Start-up team seeks Formula One title made in USA

By Nate Ryan, USA TODAY

CHARLOTTE — There is no sign identifying a nondescript red-brick building as the home of the first U.S.-based Formula One team in 40 years. But two murals in the lobby reveal its mission and philosophy. One depicts Dan Gurney in a black No. 36 Eagle scoring the last F1 win by a U.S. team in 1967. The other is of Mario Andretti in a black and gold Lotus from 1978, when he was the last American to win a world title. US F1 hopes to combine both concepts.

"The plan is to be an American brand that creates the next American world champion," says Peter Windsor, the team's sporting director. "That's the raison d'etre of this team."

Staying true to its name is not so much a novelty as a necessity for US F1. Besides its U.S. headquarters (supplemented by a satellite operation in Spain), the team will rely on American parts and labor, a Hollywood-trained creative staff (which is planning 250 hours of long-form documentary footage in high definition on the team's progress for its website) and the backing of a deep-pocketed U.S. entrepreneur (YouTube inventor Chad Hurley).

Q AND A: US F1's Chad Hurley


MOST WANTED: US F1 likes Kyle Busch behind wheel

While Formula One remains a global phenomenon largely ignored in the USA, much of its technology comes from here, and US F1 thinks it can run as a more economically efficient business by eliminating the middlemen who ship parts to F1 teams in England and Italy. CEO Ken Anderson says 90% of F1 trickles down from the U.S. aerospace industry and notes carbon fiber was a domestic invention. Machines in US F1's 40,000-square-foot shop (the original home of Joe Gibbs Racing) were built in North Carolina, California, Minnesota and Georgia.

A similar approach worked for Gurney, who says he benefited from being based in Southern California when it was the hotbed of aviation in the 1960s. "Kenny and Peter are putting together a perfect team and have an excellent chance," Gurney says. "They are armed with technology we never had."

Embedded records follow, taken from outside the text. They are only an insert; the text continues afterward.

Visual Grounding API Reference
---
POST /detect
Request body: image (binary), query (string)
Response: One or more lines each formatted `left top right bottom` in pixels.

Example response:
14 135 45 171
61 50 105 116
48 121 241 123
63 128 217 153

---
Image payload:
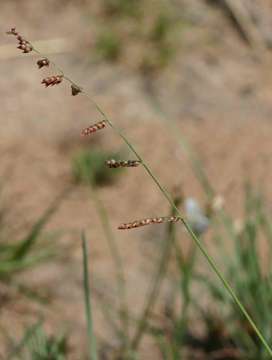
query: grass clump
102 0 140 18
93 0 178 70
95 31 122 62
8 321 68 360
194 185 272 359
0 188 68 281
72 148 123 187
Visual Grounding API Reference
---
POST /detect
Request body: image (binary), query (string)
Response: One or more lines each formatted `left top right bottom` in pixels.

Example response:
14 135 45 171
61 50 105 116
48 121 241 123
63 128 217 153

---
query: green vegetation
0 188 68 281
8 321 68 360
93 0 178 70
4 17 272 359
72 148 123 187
102 0 140 18
95 31 122 62
195 185 272 359
5 141 272 360
82 232 98 360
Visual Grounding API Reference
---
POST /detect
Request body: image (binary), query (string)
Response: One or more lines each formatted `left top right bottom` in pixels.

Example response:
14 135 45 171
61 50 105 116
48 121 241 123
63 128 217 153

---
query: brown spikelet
7 28 33 53
105 159 141 168
118 216 182 230
71 84 82 96
17 44 33 53
41 75 63 87
6 27 18 36
37 58 50 69
81 120 106 136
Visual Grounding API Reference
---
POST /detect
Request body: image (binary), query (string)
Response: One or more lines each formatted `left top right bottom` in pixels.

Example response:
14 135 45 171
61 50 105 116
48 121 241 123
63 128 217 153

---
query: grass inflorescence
6 27 272 359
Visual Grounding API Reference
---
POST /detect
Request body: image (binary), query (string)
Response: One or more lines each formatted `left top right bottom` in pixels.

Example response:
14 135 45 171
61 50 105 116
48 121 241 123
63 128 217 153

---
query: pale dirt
1 0 272 359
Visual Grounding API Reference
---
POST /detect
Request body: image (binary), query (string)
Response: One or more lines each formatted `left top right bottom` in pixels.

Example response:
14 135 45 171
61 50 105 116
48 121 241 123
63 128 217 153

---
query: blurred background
1 0 272 359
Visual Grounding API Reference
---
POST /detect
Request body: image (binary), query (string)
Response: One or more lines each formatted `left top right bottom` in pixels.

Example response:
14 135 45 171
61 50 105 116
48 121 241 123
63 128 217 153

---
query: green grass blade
82 232 97 360
89 187 129 347
6 319 43 360
131 205 177 351
0 251 54 277
12 187 71 260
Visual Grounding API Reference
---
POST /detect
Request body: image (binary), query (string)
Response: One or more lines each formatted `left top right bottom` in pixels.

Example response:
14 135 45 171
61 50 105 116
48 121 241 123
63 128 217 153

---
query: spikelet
7 27 33 53
71 84 82 96
105 159 141 168
37 58 50 69
41 75 63 87
81 120 106 136
17 43 33 53
6 28 18 36
118 216 181 230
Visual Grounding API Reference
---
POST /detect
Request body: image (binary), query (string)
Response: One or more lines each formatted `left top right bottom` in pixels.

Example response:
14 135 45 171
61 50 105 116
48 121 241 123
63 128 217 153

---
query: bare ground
1 0 272 358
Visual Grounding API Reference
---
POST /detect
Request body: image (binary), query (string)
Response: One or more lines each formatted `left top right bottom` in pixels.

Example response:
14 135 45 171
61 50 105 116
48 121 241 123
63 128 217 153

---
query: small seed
37 58 50 69
71 84 82 96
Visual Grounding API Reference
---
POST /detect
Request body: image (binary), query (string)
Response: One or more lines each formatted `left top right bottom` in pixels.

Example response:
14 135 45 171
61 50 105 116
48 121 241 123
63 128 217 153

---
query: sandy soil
1 0 272 358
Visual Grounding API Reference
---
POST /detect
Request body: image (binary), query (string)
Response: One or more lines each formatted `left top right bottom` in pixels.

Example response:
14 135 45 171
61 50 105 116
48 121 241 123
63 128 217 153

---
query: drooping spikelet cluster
37 58 50 69
6 27 33 53
118 216 182 230
81 120 107 136
7 27 183 232
41 75 63 87
105 159 141 168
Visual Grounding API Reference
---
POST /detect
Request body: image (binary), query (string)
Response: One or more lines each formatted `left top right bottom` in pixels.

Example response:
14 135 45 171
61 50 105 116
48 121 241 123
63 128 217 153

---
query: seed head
41 75 63 87
105 159 141 168
118 216 181 230
37 58 50 69
7 28 33 53
81 120 106 136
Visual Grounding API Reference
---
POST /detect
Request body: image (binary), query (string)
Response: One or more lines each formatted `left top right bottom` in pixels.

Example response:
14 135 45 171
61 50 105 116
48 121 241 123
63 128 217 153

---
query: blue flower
185 198 209 236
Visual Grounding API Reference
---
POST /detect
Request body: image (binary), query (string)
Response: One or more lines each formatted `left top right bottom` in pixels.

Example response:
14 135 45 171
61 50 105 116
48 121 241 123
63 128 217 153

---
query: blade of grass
89 187 129 347
174 240 197 348
6 319 43 360
130 203 178 351
11 186 72 260
82 232 97 360
0 251 55 277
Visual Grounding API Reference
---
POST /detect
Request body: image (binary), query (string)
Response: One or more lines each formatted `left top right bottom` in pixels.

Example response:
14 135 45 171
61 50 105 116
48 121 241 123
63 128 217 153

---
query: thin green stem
89 187 129 348
82 232 97 360
175 241 197 349
130 205 177 350
182 220 272 357
23 40 272 357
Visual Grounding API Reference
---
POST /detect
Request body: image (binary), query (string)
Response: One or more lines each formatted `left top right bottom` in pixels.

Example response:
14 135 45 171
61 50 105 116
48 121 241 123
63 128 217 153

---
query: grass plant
5 26 272 359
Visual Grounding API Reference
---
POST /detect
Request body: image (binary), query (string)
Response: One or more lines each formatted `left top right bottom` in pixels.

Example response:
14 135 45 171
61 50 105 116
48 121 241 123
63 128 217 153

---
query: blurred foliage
195 185 272 359
95 31 122 62
72 148 123 187
6 179 272 359
102 0 140 18
129 184 272 359
8 321 68 360
0 188 68 281
26 328 67 360
92 0 180 71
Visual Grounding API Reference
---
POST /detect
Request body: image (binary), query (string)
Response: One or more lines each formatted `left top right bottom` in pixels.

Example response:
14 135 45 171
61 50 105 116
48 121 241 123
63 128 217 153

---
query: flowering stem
20 39 272 357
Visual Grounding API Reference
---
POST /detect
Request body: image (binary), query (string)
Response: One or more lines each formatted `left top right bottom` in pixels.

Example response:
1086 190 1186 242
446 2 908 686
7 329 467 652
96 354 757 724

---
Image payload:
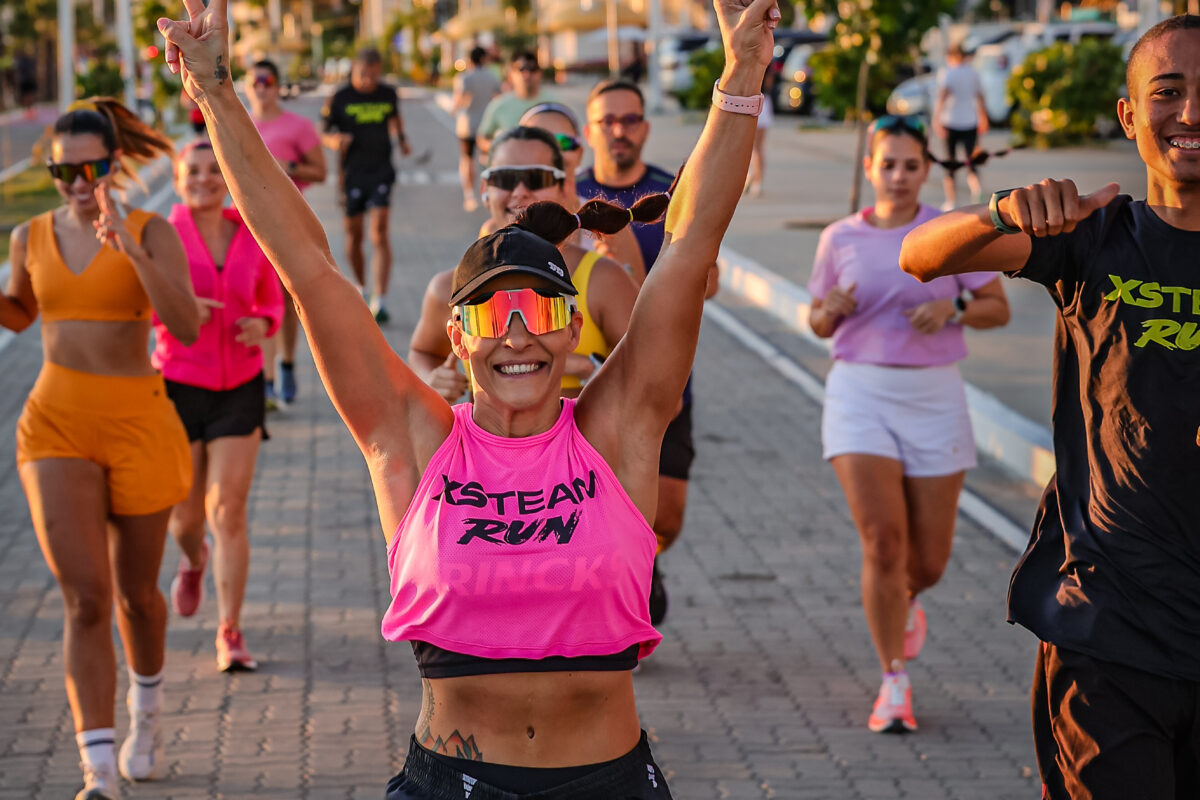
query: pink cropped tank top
382 399 661 665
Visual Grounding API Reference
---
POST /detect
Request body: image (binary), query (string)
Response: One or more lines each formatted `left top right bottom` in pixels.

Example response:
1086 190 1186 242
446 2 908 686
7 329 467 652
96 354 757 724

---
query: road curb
717 245 1057 488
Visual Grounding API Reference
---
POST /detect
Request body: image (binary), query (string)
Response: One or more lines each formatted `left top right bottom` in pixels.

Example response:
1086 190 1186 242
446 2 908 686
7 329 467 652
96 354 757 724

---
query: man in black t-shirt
322 47 411 324
900 15 1200 799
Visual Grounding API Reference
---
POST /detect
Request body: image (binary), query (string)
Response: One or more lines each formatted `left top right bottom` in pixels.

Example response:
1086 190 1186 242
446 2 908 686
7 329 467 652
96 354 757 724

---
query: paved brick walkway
0 93 1041 799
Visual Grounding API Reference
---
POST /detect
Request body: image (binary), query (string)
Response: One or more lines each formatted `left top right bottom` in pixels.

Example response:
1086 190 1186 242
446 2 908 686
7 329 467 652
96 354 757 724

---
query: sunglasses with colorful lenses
47 158 114 184
456 288 575 338
252 74 277 88
592 113 645 129
481 165 565 192
868 114 928 140
554 133 582 152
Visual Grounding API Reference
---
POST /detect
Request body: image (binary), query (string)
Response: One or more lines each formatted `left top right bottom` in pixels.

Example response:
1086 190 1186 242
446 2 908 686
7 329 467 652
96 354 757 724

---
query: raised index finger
182 0 205 20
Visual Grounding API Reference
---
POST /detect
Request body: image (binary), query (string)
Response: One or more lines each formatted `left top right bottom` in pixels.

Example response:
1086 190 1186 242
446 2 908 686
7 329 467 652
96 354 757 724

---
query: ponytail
514 193 670 246
40 97 173 189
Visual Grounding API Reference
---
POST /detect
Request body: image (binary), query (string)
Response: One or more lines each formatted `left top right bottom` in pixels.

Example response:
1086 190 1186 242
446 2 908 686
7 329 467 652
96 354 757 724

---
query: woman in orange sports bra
0 98 200 800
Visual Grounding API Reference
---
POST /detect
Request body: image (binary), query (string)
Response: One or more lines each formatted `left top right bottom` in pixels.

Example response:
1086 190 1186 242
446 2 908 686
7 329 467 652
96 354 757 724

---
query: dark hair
469 47 488 66
519 102 580 135
509 50 539 66
253 59 280 81
356 47 383 66
514 195 670 247
46 97 173 189
868 127 930 160
489 126 564 171
1127 15 1200 95
587 79 645 110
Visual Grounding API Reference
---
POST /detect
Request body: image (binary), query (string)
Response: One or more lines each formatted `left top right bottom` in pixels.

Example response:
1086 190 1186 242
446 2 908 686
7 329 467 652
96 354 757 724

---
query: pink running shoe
216 624 258 672
868 672 917 733
170 540 208 617
904 597 927 661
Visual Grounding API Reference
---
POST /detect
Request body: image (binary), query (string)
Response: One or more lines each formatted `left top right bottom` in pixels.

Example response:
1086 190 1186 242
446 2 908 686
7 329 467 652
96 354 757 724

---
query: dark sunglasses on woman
481 165 565 192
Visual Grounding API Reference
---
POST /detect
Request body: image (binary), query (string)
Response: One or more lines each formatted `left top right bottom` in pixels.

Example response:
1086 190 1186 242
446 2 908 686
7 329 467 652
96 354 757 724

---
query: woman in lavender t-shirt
807 116 1009 735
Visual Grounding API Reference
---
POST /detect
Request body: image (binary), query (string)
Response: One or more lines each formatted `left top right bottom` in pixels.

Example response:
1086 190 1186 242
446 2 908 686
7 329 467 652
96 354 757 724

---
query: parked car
775 41 824 114
659 32 716 98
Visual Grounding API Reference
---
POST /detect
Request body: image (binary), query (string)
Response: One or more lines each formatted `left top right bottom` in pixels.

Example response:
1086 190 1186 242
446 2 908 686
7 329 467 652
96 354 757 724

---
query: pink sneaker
868 671 917 733
216 624 258 672
170 540 208 617
904 597 927 661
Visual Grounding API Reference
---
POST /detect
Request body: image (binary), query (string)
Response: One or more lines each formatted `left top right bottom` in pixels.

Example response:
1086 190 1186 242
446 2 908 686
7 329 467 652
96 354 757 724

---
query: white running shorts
821 360 976 477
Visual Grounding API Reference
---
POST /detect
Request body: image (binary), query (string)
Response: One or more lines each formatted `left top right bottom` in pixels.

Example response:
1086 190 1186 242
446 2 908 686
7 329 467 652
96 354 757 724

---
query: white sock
76 728 116 773
127 667 164 712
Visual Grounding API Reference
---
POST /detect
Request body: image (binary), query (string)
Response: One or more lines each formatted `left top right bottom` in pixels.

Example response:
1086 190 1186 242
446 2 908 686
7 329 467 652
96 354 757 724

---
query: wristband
989 189 1022 234
711 81 763 116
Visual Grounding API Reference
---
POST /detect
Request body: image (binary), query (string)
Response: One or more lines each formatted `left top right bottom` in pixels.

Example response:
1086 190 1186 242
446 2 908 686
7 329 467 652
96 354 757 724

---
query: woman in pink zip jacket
152 139 283 672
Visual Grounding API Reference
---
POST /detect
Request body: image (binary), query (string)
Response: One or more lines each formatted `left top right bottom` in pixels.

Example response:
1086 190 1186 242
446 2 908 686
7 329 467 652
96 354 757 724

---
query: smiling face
49 133 115 216
175 145 228 211
448 272 582 413
1120 27 1200 188
864 131 929 212
483 138 567 227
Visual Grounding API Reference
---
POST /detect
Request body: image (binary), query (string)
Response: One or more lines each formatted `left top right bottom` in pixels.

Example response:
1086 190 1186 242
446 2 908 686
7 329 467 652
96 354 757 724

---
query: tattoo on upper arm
214 55 228 85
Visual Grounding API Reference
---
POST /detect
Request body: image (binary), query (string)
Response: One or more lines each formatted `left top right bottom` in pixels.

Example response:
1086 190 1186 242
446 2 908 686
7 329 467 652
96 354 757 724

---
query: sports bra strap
574 249 602 295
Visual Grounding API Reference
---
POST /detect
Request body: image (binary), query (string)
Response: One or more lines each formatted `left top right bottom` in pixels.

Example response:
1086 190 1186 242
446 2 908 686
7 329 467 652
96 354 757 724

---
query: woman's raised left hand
156 0 231 104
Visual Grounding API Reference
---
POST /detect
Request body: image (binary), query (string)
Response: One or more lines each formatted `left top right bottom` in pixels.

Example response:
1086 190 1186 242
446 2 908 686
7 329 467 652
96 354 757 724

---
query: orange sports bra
25 208 155 323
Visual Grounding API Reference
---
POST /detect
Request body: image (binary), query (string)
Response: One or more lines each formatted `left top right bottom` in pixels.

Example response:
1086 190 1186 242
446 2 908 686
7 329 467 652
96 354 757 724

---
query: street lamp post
58 0 75 109
606 0 620 78
116 0 138 110
647 0 662 112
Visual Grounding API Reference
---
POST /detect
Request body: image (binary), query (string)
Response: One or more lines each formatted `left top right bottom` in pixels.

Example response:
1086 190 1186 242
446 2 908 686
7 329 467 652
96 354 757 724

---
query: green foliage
679 46 724 110
1007 39 1125 147
803 0 955 121
77 61 126 98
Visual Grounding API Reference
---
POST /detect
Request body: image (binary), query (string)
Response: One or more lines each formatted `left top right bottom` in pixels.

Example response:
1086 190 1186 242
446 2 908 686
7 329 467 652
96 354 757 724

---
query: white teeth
498 363 540 375
1170 139 1200 149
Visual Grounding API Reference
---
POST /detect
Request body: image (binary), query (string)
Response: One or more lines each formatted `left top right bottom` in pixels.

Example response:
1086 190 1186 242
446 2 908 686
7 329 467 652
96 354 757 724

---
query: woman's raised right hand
157 0 231 103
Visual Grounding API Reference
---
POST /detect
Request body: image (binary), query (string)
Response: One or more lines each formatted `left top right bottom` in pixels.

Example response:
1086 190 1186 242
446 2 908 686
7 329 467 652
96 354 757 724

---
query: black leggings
385 732 673 799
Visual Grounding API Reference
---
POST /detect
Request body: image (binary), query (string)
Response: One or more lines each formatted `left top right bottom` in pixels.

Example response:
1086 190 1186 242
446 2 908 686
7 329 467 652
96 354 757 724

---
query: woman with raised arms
156 0 780 795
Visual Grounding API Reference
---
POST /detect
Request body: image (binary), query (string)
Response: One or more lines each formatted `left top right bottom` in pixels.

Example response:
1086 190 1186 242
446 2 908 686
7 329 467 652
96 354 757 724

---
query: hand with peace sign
156 0 231 103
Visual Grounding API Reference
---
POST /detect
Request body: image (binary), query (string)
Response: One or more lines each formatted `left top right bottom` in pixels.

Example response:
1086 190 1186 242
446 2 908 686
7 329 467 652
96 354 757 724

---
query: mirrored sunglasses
553 133 582 152
593 113 644 129
481 165 565 192
47 158 114 183
869 114 928 141
252 74 278 88
456 288 575 338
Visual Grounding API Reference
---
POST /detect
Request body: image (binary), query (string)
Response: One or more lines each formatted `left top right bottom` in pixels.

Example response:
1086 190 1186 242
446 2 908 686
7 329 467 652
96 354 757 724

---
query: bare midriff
41 319 158 376
418 670 641 766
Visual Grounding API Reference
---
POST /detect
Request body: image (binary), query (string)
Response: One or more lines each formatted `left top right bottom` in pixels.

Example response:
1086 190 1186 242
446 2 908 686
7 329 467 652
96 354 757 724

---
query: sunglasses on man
46 158 115 184
515 63 541 74
252 74 278 89
455 288 575 338
592 113 645 129
481 165 565 192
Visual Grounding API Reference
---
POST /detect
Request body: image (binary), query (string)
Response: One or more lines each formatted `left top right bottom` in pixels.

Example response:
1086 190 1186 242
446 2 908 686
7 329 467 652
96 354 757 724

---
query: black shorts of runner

When its first car is finished next month, US F1 plans frequent trips to Windshear, a rolling-road wind tunnel in nearby Concord that Anderson helped design. Five F1 teams visited Windshear last year before testing restrictions (that won't affect US F1), and NASCAR's Charlotte hub affords access to many such high-tech toys. The team will rent a seven-post shaker rig for a couple of thousand dollars a day rather than spend millions building one, Anderson says. Adds Windsor: "Because of the boom in NASCAR, we can take advantage of infrastructure no one else is and be the only F1 game in town."

It's recruiting NASCAR personnel, too. US F1's lead aerodynamicist (Eric Warren) and machine shop manager (Brian Williams) are from Michael Waltrip Racing. The team will double to 100 employees next year (including an R&D manager hired from 2009 F1 champion Brawn GP).

Windsor says there's lots of sponsor interest, but no major companies have been announced to shoulder an annual budget of $60 million. Hurley (part of a group that sold YouTube to Google for $1.65 billion three years ago) says, "We'll find the revenue to make a great business out of this. The returns may not be as large in the first few years, but I'm not involved for the short term. We're looking 20 years down the road."